Anche Eni è della partita con il progetto Sleipner in Norvegia, fra i primi in assoluto dedicato allo stoccaggio geologico della CO2 per fini esclusivamente ambientali. Secondo il Global Ccs Institute, dove Ccs è acronimo di carbon capture and storage, ci sono 197 progetti a livello globale, ma la stragrande maggioranza inietta C02 nel sottosuolo per aumentare l’efficienza nell’estrazione del petrolio usando la tecnica chiamata Enhanced Oil Recovery (Eor). In pratica si usa anidride carbonica e acqua per spingere in alto il petrolio. Solo nove sarebbero i progetti che nati per lo stoccaggio geologico. Tornando ad Eni, sul tavolo avrebbe anche un altro progetto nel Regno Unito, HyNet North West, e uno al largo di Ravenna, lungo la costa romagnola.

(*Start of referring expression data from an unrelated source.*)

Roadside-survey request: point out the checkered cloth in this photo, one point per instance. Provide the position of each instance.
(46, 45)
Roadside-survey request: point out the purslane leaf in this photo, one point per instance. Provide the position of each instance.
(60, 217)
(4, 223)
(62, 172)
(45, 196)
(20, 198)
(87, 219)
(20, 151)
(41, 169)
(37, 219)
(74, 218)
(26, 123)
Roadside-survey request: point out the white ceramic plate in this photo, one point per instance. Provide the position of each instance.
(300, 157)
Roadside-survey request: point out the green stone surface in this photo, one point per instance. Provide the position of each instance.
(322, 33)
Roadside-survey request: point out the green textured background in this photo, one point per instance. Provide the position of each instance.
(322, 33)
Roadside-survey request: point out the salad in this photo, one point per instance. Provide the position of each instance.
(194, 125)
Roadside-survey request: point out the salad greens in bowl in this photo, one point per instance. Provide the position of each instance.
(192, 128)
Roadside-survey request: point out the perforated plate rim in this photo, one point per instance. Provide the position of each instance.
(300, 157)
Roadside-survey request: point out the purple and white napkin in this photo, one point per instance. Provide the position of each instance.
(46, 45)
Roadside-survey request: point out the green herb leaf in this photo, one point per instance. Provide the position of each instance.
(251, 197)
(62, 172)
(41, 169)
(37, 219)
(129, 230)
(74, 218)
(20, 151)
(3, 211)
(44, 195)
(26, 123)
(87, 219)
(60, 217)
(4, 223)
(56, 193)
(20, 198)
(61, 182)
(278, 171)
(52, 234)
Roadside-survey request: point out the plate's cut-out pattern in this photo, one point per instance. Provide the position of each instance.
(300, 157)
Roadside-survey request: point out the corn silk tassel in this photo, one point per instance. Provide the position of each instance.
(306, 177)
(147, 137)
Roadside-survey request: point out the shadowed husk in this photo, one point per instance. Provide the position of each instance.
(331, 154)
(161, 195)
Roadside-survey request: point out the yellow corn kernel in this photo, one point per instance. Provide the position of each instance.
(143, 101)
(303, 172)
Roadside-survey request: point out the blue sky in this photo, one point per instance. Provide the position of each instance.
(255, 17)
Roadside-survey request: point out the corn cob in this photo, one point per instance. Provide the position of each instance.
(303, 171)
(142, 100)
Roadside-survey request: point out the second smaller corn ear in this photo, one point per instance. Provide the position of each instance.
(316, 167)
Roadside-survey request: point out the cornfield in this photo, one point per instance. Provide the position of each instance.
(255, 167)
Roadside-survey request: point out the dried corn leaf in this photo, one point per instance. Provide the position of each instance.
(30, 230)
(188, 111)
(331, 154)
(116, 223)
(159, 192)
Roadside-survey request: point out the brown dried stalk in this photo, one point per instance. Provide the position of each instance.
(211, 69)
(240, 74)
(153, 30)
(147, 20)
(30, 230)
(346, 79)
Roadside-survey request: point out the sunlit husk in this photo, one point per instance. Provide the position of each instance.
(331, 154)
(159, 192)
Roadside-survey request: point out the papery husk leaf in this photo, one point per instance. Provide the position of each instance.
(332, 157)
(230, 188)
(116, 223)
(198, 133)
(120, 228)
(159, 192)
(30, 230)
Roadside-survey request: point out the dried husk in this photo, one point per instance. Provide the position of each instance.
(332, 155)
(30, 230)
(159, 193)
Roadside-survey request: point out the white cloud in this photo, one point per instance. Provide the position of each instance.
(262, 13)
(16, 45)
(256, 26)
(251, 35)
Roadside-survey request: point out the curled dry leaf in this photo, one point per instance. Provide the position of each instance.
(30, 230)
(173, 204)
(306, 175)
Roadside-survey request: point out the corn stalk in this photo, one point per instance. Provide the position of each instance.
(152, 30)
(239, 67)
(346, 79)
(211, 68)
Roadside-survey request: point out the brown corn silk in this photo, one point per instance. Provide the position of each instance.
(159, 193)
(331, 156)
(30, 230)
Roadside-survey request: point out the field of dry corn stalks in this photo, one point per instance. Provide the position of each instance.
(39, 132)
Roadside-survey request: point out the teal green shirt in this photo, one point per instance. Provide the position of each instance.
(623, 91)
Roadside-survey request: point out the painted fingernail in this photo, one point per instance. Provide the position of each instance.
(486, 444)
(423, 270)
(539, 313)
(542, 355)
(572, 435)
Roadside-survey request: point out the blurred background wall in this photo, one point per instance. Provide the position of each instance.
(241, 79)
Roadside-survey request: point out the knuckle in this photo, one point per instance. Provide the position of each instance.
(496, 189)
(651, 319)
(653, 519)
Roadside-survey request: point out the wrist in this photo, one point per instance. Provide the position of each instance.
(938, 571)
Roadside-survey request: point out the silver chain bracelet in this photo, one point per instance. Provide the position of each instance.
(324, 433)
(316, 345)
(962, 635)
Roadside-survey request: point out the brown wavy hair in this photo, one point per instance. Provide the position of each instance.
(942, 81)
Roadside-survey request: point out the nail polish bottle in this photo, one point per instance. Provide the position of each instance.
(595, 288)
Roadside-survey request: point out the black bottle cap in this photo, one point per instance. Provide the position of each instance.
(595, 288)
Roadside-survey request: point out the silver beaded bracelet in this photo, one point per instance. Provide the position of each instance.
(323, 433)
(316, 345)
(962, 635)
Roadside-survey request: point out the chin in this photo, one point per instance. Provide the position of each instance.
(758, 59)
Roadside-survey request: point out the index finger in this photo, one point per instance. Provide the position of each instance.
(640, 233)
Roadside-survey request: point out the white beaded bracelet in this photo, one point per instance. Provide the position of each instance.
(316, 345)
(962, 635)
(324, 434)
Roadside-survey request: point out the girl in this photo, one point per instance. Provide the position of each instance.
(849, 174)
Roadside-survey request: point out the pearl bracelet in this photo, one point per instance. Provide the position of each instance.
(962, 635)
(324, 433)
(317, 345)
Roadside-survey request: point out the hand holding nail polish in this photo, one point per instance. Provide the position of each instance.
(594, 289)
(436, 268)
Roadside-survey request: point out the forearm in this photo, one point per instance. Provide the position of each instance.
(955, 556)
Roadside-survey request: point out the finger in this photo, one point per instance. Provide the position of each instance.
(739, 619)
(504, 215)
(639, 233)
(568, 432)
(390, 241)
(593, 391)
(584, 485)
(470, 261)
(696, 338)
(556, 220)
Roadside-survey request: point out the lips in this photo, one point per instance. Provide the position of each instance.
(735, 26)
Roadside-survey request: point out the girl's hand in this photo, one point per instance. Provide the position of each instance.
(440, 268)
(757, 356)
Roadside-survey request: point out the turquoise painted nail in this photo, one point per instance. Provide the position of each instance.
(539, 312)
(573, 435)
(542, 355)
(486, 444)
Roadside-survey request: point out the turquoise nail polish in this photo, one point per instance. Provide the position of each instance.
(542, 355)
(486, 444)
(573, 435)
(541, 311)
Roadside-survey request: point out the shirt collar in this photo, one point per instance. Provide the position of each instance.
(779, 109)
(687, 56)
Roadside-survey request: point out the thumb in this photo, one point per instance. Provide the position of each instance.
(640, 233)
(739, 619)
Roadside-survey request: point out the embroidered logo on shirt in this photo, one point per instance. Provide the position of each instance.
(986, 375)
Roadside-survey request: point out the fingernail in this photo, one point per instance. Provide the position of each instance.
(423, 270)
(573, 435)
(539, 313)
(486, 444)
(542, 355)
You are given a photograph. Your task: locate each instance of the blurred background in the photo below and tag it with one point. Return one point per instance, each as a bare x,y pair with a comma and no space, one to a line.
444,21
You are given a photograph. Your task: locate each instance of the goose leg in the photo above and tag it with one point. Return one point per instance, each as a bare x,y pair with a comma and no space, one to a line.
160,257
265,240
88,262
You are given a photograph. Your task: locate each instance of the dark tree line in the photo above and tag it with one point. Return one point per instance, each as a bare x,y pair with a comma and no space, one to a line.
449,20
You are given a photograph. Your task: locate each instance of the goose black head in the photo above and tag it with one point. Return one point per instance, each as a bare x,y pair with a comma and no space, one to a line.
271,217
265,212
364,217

“Questo è un grande momento per la transizione verde dell’Europa e per la nostra industria della tecnologia pulita”, ha commentato Ursula von der Leyen, presidente della Commissione europea, parlando dell’iniziativa anglo- danese Greensand. “State dimostrando che si può fare, che possiamo far crescere il nostro settore attraverso l’innovazione e la concorrenza e, allo stesso tempo, rimuovere le emissioni di carbonio dall’atmosfera attraverso l’ingegno e la cooperazione”. Insomma, coniugare le vecchie logiche di mercato con quelle nuove per salvaguardare l’ambiente. Anche Sir David King, caccademico originario del Sud Africa ma britannico di passaporto, ex capo del comitato scientifico del governo inglese e uno degli artefici degli Accordi di Parigi che nel 2015 stabilirono come obiettivo l’evitare l’innalzamento delle temperature oltre il grado e mezzo, non è contrario alla cattura dei gas serra. Esattamente il punto sul quale invece Kerry non è d’accordo.
“Parte della sfida che stiamo affrontando in questo momento è che i Paesi che hanno delle tecnologie a loro disposizione non le stanno implementando al ritmo che dovrebbero essere”, ha concluso Kerry. “Fatih Birol (direttore esecutivo dell’Agenzia internazionale per l’energia, Iea, ndr.) ha chiarito da tempo che tutto ciò che serve per raggiungere l’obiettivo 2030 di riduzione del 45% delle emissioni a livello globale è aumentare gli impianti di energie rinnovabile, e questo non sta accadendo. C’è una resistenza in questo momento che vedo da più parti a fare ciò che sappiamo di dover fare”. E ancora: “Quindi ora la domanda è: la cattura e lo stoccaggio del carbonio possò essere impiegata su una scala che renda possibile raggiungere i nostri obiettivi?”
Uno studio sempre di Iea ha stimato che le tecnologie di cattura e stoccaggio del carbonio saranno imprescindibili per raggiungere gli obiettivi di decarbonizzazione a lungo termine. Contribuiranno a circa il 12% della riduzione del totale delle emissioni ma solo entro il 2050. Troppo poco e troppo tardi, stando al parere di Rockström, Seneviratne e ora anche Kerry.